U.S. Rep. Ed Perlmutter (D-Colorado)
“The murder of George Floyd was a terrible, brutal tragedy and should never have happened. George Floyd’s family and his community deserved justice in this case and I’m glad to see that today justice was served. We still have a lot of work to do in this country to address the inequality and injustice that exists. I’m glad the U.S. House has taken a first step in passing legislation to reform police practices and hold bad actors accountable.”
Colorado Secretary of State Jena Griswold
17th Judicial District Attorney Brian Mason
“I am grateful to the jury in Minnesota for calling the death of George Floyd exactly what it was: murder. I am also grateful to the law enforcement officers who took the stand and testified that the defendant’s conduct was not policing, it was a crime. It takes courage to do the right thing and that is what the jury and police witnesses did. Their service to their community is also a service to ours.
“I applaud the prosecution team for their professionalism in presenting this case as well. Their outstanding work is an example to which all prosecutors should aspire.

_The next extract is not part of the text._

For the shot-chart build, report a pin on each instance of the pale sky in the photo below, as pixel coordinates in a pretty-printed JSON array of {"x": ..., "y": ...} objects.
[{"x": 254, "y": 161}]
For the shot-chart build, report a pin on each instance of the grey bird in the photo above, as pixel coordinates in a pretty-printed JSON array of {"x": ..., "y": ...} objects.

“This murder conviction is an important step, but is only a step. The work of addressing racial disparities in our criminal justice system should and must continue. Since George Floyd’s murder, we have engaged in a serious, difficult and often painful conversation about race, policing and the criminal justice system. We cannot become complacent because this case ended with the appropriate result. The conversation must go on. I am committed to the difficult task ahead in addressing these issues forthrightly and honestly.
I am glad to see justice achieved in this egregious, horrific case. George Floyd should still be alive today. May his death – and the conviction of his killer – help us move forward to a better tomorrow for all.”